Lazizbek Mullojonov is an Uzbekistani professional boxer. As an amateur, he won a gold medal at the 2022 Asian Championships as a super-heavyweight.

Amateur career

2021 
At the end of September 2021, he became the world champion at the 58th Military World Boxing Championship in Moscow (Russia) held under the auspices of the International Military Sports Council, in the final, by a split decision of the judges, defeating an experienced Russian Svyatoslav Teterin.

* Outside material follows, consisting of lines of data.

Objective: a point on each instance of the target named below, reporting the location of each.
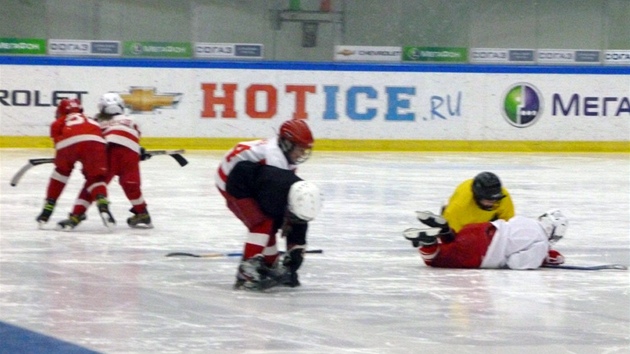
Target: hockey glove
(143, 154)
(553, 258)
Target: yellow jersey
(462, 209)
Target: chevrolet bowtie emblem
(146, 100)
(346, 52)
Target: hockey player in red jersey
(77, 138)
(123, 153)
(519, 243)
(278, 200)
(291, 147)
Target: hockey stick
(31, 163)
(221, 255)
(597, 267)
(176, 154)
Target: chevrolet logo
(145, 99)
(346, 52)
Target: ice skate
(46, 212)
(254, 275)
(140, 221)
(422, 237)
(103, 210)
(71, 222)
(432, 220)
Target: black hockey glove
(143, 154)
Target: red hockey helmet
(295, 133)
(69, 105)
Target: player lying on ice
(519, 243)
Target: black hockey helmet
(487, 185)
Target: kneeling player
(519, 243)
(267, 199)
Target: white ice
(367, 293)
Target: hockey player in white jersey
(291, 147)
(519, 243)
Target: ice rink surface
(369, 292)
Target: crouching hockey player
(268, 199)
(520, 243)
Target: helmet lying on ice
(296, 133)
(111, 103)
(305, 200)
(555, 224)
(487, 186)
(67, 106)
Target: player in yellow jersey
(480, 199)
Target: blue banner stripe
(315, 66)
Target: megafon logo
(522, 105)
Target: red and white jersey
(266, 152)
(74, 128)
(122, 130)
(520, 243)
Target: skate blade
(412, 234)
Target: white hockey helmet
(111, 103)
(555, 224)
(304, 200)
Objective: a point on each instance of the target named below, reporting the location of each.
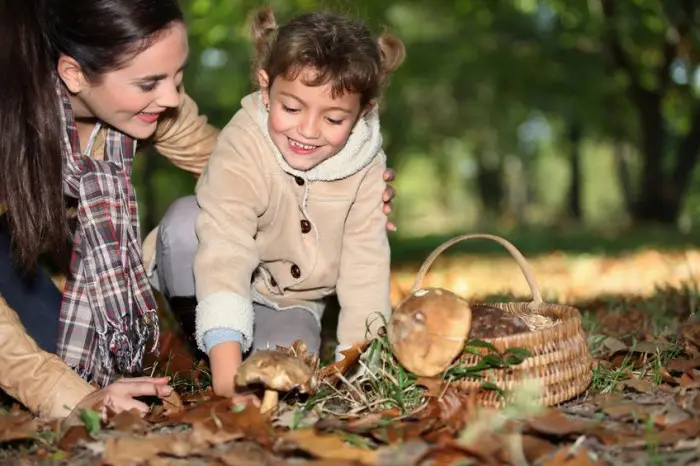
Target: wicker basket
(560, 359)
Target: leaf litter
(643, 407)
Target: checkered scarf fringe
(108, 314)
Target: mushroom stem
(269, 402)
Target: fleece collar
(363, 144)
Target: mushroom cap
(276, 370)
(428, 330)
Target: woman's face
(133, 98)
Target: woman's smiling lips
(148, 118)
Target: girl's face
(133, 98)
(306, 124)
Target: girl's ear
(71, 74)
(368, 108)
(264, 83)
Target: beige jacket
(40, 380)
(298, 236)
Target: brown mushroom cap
(428, 330)
(276, 370)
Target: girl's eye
(148, 87)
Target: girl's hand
(389, 193)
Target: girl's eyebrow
(161, 76)
(340, 109)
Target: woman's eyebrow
(161, 76)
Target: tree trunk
(489, 180)
(149, 196)
(574, 135)
(661, 199)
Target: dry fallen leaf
(129, 421)
(691, 333)
(326, 446)
(352, 356)
(435, 386)
(564, 458)
(128, 451)
(683, 365)
(17, 425)
(173, 404)
(535, 448)
(555, 423)
(220, 421)
(639, 385)
(626, 411)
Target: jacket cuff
(220, 335)
(227, 310)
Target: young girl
(291, 196)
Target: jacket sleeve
(363, 280)
(232, 193)
(39, 380)
(186, 138)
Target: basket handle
(519, 258)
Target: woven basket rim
(573, 318)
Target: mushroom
(276, 371)
(428, 330)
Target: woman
(77, 95)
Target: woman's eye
(148, 87)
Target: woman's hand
(120, 396)
(389, 193)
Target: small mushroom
(276, 371)
(428, 330)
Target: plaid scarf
(108, 313)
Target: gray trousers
(175, 250)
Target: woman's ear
(71, 74)
(264, 83)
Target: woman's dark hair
(102, 36)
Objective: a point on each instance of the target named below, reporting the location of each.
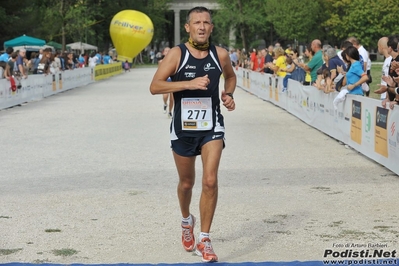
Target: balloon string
(201, 47)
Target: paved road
(94, 165)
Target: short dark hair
(393, 42)
(9, 50)
(197, 9)
(345, 44)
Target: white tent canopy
(82, 46)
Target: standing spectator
(269, 59)
(6, 56)
(40, 54)
(288, 70)
(309, 54)
(20, 63)
(152, 56)
(44, 65)
(242, 57)
(354, 78)
(258, 63)
(126, 66)
(106, 59)
(93, 60)
(288, 50)
(365, 57)
(233, 57)
(393, 42)
(99, 59)
(383, 50)
(316, 62)
(280, 62)
(11, 67)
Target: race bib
(196, 113)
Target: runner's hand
(381, 89)
(388, 80)
(228, 102)
(200, 83)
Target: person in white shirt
(383, 50)
(366, 59)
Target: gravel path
(88, 173)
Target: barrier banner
(106, 71)
(36, 87)
(359, 121)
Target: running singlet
(197, 112)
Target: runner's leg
(186, 170)
(211, 153)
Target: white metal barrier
(36, 87)
(360, 122)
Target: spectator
(93, 60)
(316, 62)
(53, 65)
(354, 78)
(40, 54)
(106, 59)
(20, 64)
(269, 59)
(393, 42)
(280, 62)
(365, 59)
(57, 61)
(44, 65)
(126, 66)
(233, 57)
(309, 54)
(152, 56)
(288, 50)
(298, 74)
(6, 56)
(3, 66)
(288, 69)
(383, 50)
(258, 63)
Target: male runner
(197, 127)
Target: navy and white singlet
(187, 115)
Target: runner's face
(200, 27)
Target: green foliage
(295, 20)
(253, 20)
(241, 15)
(368, 20)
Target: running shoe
(187, 237)
(205, 249)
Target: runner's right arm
(169, 67)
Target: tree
(368, 20)
(246, 16)
(295, 20)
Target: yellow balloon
(131, 31)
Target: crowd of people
(345, 70)
(17, 64)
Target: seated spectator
(3, 66)
(353, 78)
(6, 56)
(44, 64)
(298, 74)
(288, 69)
(258, 63)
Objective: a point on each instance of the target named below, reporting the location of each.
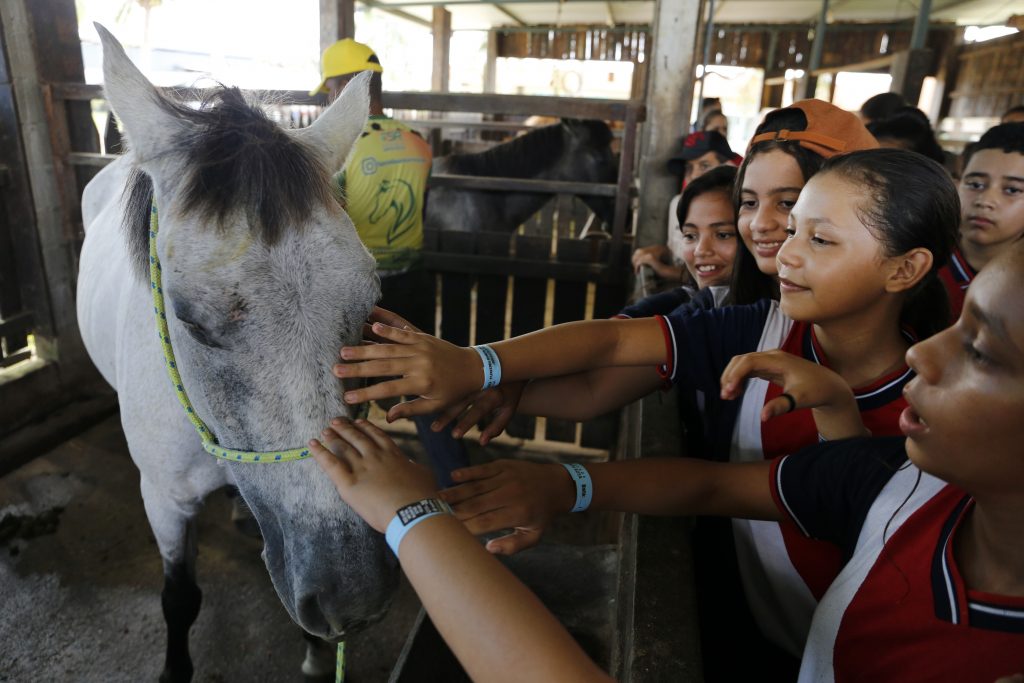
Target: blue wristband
(585, 487)
(492, 366)
(411, 515)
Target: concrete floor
(80, 581)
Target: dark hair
(882, 105)
(718, 179)
(749, 284)
(911, 129)
(913, 205)
(709, 116)
(1007, 137)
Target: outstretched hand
(371, 473)
(497, 406)
(438, 373)
(510, 494)
(806, 383)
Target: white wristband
(585, 487)
(492, 366)
(411, 515)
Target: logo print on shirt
(396, 195)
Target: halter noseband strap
(209, 440)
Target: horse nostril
(311, 615)
(354, 625)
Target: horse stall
(608, 578)
(622, 584)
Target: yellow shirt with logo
(383, 185)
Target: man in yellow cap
(384, 189)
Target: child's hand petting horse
(805, 384)
(510, 495)
(371, 473)
(491, 409)
(439, 373)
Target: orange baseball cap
(829, 130)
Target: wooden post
(908, 71)
(442, 43)
(920, 34)
(670, 94)
(491, 67)
(337, 22)
(769, 68)
(49, 202)
(441, 28)
(807, 85)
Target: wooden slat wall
(990, 78)
(731, 45)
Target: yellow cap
(344, 57)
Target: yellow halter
(209, 440)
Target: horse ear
(148, 121)
(334, 133)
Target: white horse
(264, 279)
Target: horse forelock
(233, 158)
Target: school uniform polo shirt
(783, 572)
(899, 609)
(955, 276)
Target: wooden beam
(579, 108)
(522, 184)
(808, 84)
(491, 66)
(396, 12)
(505, 10)
(441, 29)
(337, 19)
(670, 94)
(55, 235)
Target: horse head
(264, 279)
(590, 151)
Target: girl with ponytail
(861, 248)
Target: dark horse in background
(573, 150)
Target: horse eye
(197, 332)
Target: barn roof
(479, 14)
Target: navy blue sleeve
(700, 342)
(827, 488)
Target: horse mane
(235, 158)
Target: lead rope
(209, 440)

At the end of October - at the beginning of November 2021 in Belgradee (Serbia), participated in the 2021 AIBA World Boxing Championships in the category over 92 kg. Where in 1/16 finals defeated the experienced Iranian Puria Amiri on points, in the 1/8 finals he defeated the Englishman Delicious Ori, but in the quarterfinal on points in a competitive battle he lost to the Armenian David Chaloyan - who became the silver medalist of this world championship.

2022 
In February 2022, he became the champion in the weight category over 92 kg of the prestigious international Strandzha Cup held in Sofia (Bulgaria), where he defeated the experienced Russian Yaroslava Doronicheva, then in the semi-finals by points of victories Kazakh silt Nurlan Saparbay, and in the final he defeated the experienced German boxer Nelvy Tiafaka.

Professional career 

On January 29, 2021 in Moscow (Russia) made his debut in the professional ring, ahead of schedule by technical knockout in the 2nd round, defeating Russian Alexander Stepanov (2-2).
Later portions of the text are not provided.